Indo adiante, não trataremos especificamente do caso concreto objeto de discussão no auto de infração pela ANS, até porque não nos cabe fazer esse tipo de comentário. Nesse sentido, trataremos dos requisitos previstos na norma regulatória e que devem ser analisados para fins da identificação adequada destas demandas. O par. 4º do Art. 6º da RN 465/21 registra: “§ 4º Para a cobertura dos procedimentos que envolvam o tratamento/manejo dos beneficiários portadores de transtornos globais do desenvolvimento, incluindo o transtorno do espectro autista, a operadora deverá oferecer atendimento por prestador apto a executar o método ou técnica indicados pelo médico assistente para tratar a doença ou agravo do paciente”
Com base na norma regulatória, observa-se que qualquer terapia terá cobertura quando preenchidos quatro requisitos regulatórios, de acordo com o Parecer Técnico n.º 39/GCITS/GGRAS/DIPRO/2022 da ANS:
1) Prescrição do médico assistente;
2) Execução em estabelecimento de saúde ou por meio de telessaúde, nos moldes da legislação vigente;
3) Execução durante a realização de procedimentos com cobertura prevista no Rol (consultas ou sessões com fisioterapeutas, fonoaudiólogos, terapeutas ocupacionais, psicólogos ou outros); e
4) Execução por profissional de saúde habilitado para a sua realização, conforme legislação específica sobre as profissões de saúde e regulamentação de seus respectivos conselhos profissionais.
Portanto, a escolha regulatória da ANS no par. 4º, do art. 6º, da RN 465/21 é proposital em ampliar as possíveis técnicas e metodologias a serem empregadas no tratamento, de forma que tratamento da Musicoterapia deve ser coberto quando preenchidos os requisitos acima.
Ultrapassadas tais questões, destaca-se, inicialmente, que seria imprescindível um aval técnico prévio por parte dos Conselhos Profissionais das terapias aptas a serem empregadas nos tratamentos indicados.
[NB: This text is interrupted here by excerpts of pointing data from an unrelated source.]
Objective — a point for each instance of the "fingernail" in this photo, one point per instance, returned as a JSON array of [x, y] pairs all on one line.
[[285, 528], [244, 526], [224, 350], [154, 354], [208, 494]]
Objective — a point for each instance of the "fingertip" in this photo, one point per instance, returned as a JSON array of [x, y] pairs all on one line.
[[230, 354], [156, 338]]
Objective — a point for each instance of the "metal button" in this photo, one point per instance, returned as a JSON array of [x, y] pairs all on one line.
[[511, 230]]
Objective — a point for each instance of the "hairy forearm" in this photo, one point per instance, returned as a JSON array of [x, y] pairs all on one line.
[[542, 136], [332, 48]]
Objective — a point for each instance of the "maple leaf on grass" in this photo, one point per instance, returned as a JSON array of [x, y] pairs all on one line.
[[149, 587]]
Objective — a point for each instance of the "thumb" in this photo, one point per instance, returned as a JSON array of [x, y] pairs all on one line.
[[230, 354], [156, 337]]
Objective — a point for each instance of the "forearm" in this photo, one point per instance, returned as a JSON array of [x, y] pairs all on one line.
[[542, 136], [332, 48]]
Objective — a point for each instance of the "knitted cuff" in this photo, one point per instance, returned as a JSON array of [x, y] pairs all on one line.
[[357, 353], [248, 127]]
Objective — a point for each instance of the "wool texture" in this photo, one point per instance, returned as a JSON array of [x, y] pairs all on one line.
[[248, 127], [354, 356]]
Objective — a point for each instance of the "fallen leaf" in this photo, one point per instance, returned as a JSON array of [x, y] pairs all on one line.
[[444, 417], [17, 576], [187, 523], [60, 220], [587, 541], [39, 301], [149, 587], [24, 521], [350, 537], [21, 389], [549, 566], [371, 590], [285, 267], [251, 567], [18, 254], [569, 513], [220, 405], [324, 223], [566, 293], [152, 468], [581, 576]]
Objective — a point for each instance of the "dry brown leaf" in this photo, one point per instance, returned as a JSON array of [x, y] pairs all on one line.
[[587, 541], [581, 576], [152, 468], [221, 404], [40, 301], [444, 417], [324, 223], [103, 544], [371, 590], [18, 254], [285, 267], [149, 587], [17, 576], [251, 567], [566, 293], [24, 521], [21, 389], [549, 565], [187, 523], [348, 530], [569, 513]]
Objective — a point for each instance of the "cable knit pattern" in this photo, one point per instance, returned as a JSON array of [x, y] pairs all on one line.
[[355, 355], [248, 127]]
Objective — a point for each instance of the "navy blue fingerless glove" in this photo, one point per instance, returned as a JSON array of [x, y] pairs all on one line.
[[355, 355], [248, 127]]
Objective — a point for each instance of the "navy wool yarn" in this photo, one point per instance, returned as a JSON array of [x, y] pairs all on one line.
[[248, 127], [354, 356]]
Isso porque a mera existência de artigos científicos atestando a eficácia da terapia ou método não é suficiente se não houver validação por algum conselho profissional de saúde.
Do ponto de vista regulatório, é fundamental que o profissional esteja devidamente habilitado para aplicar o método, sendo essa habilitação conferida pelos Conselhos de Classe responsáveis pela fiscalização das profissões, tais como fisioterapia, psicologia, nutrição, fonoaudiologia, enfermagem e medicina.
Neste ponto, reside parte da controvérsia da ANS que tem reconhecido o método da Musicoterapia como eventualmente válido, mas não analisa se há algum conselho profissional que o habilite¹.
Para além disso, o Art. 6º, Par. 4º da RN 465/21 é passível de críticas. E isto porque, se trata de mais uma norma produzida no clamor sociopolítico das disputas sobre “quem regula a saúde suplementar” (se o judiciário, o legislativo ou o executivo por meio da ANS), criando uma norma que possui, em nossa opinião, uma ilegalidade relevante, e isto porque, entendemos que a norma viola o Art. 4º, Par. 7º da Lei 12.842/13 (Lei do ato médico – § 7º O disposto neste artigo será aplicado de forma que sejam resguardadas as competências próprias das profissões de assistente social, biólogo, biomédico, enfermeiro, farmacêutico, fisioterapeuta, fonoaudiólogo, nutricionista, profissional de educação física, psicólogo, terapeuta ocupacional e técnico e tecnólogo de radiologia.) quando lido em combinação com as leis que regulamentam as demais profissões.
Deste modo, caberá ao médico indicar a necessidade do tratamento com psicólogo, fisio, fono, nutri, MAS, cabe a estes profissionais a escolha do método de tratamento, porque o diagnóstico psicológico, fisio, fono, etc, pertence a estes e não ao médico.
A questão pontuada é relevante e precisa ser bem avaliada pela regulação das operadoras, buscando informações sobre métodos e técnicas junto aos Conselhos Profissionais, assegurando com isto a cobertura de procedimentos cientificamente validados e aplicados por profissionais devidamente habilitados.
¹ Observação: Vale ressaltar que, durante nossa análise, não foi possível localizar informações sobre a validação da Musicoterapia por parte de qualquer Conselho de Saúde.